Background: Brown adipose tissue (BAT) preferentially oxidizes stored triglycerides (TAGs) to generate heat during acute exposure to cold. However, the time course of its activation is not well described as we are currently limited to BAT measurements before and after an acute stimulus. Magnetic resonance imaging (MRI) is a preferred modality to uncover such evidence, as it estimates TAG content via fat fraction (FF), and permits repeat scans in the same subject. As such, serial FF measurements in a defined BAT region of interest during a uniform whole-body temperature challenge is warranted.

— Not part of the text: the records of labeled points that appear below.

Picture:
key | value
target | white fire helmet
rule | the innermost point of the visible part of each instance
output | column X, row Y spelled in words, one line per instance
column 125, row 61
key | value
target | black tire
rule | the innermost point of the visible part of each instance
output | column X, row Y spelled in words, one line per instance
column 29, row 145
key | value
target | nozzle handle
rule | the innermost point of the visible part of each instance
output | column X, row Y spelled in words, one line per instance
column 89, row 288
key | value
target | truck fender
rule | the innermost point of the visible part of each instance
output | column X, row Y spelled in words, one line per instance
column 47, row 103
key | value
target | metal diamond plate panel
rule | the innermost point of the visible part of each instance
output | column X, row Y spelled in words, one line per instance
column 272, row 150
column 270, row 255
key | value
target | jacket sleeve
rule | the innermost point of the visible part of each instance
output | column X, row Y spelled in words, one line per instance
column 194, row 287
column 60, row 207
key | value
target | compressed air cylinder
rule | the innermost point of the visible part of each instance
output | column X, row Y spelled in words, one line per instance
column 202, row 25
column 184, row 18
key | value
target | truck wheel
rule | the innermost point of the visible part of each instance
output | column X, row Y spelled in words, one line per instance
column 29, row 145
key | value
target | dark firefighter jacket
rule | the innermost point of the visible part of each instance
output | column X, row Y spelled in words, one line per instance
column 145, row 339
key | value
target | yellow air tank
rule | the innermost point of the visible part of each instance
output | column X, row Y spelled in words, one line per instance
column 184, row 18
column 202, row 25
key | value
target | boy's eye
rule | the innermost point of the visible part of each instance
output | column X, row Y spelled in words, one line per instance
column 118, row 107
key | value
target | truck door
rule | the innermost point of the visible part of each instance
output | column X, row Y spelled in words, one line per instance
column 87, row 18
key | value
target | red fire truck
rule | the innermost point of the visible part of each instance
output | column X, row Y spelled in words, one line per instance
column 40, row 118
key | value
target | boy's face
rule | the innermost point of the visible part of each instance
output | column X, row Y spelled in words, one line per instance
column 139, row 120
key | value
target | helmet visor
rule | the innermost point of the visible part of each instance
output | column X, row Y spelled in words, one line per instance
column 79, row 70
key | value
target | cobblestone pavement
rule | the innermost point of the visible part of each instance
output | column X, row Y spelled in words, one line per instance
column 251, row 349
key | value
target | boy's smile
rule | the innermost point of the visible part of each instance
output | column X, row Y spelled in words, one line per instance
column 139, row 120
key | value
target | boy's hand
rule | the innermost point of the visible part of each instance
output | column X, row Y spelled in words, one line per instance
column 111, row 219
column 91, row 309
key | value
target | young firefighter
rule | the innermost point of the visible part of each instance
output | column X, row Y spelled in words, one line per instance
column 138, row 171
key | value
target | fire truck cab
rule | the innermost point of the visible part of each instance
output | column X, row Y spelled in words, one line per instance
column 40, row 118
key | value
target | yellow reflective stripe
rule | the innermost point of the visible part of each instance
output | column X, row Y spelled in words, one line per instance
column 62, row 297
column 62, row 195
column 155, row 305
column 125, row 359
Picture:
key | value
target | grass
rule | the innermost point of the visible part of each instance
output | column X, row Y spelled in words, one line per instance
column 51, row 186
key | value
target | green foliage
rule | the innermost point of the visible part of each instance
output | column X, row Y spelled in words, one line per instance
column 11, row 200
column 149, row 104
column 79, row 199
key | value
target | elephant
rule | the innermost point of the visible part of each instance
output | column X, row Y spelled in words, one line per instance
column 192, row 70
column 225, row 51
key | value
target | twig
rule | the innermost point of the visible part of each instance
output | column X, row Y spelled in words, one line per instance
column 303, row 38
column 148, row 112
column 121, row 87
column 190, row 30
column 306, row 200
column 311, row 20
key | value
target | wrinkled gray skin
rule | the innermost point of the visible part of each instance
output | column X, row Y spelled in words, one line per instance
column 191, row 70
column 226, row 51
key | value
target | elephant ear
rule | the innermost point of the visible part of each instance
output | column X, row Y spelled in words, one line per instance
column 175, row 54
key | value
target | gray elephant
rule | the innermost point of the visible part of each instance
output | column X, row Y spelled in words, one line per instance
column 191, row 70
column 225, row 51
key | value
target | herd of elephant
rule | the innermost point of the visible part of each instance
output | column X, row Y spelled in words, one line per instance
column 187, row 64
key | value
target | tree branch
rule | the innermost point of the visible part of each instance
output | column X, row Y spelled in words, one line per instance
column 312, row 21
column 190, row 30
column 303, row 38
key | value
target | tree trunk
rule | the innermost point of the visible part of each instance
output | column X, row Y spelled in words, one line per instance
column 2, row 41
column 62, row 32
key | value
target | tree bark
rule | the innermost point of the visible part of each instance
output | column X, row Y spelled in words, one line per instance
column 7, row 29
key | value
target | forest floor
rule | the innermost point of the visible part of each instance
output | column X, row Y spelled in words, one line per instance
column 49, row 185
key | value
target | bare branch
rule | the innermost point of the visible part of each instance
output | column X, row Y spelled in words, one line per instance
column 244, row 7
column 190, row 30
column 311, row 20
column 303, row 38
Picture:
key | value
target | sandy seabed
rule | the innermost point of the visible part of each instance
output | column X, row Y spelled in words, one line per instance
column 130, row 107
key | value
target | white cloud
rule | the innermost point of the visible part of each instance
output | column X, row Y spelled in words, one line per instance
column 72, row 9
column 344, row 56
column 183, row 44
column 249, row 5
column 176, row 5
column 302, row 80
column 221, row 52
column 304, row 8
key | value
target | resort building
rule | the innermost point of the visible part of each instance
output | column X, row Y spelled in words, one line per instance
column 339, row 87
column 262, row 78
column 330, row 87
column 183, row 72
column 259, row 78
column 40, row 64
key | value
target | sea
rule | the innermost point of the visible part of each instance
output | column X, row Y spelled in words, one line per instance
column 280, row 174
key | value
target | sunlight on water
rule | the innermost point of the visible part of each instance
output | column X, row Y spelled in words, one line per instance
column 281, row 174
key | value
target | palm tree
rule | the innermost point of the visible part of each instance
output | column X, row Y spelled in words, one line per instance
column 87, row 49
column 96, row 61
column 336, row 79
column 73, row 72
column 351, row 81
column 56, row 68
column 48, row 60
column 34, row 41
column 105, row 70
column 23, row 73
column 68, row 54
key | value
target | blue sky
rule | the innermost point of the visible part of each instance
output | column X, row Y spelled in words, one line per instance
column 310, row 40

Objectives: The first objective of this study was to assess the pattern of change in supraclavicular (SCV) BAT and posterior neck subcutaneous adipose tissue (SAT; a region with an unestablished role in non-shivering thermogenesis) FF during a mild cold exposure in adult males. The second objective was to evaluate if indices of body composition were related to the pattern of cold-induced change in SCV BAT FF. The final objective was to assess the influence of warming immediately following cooling on these changes.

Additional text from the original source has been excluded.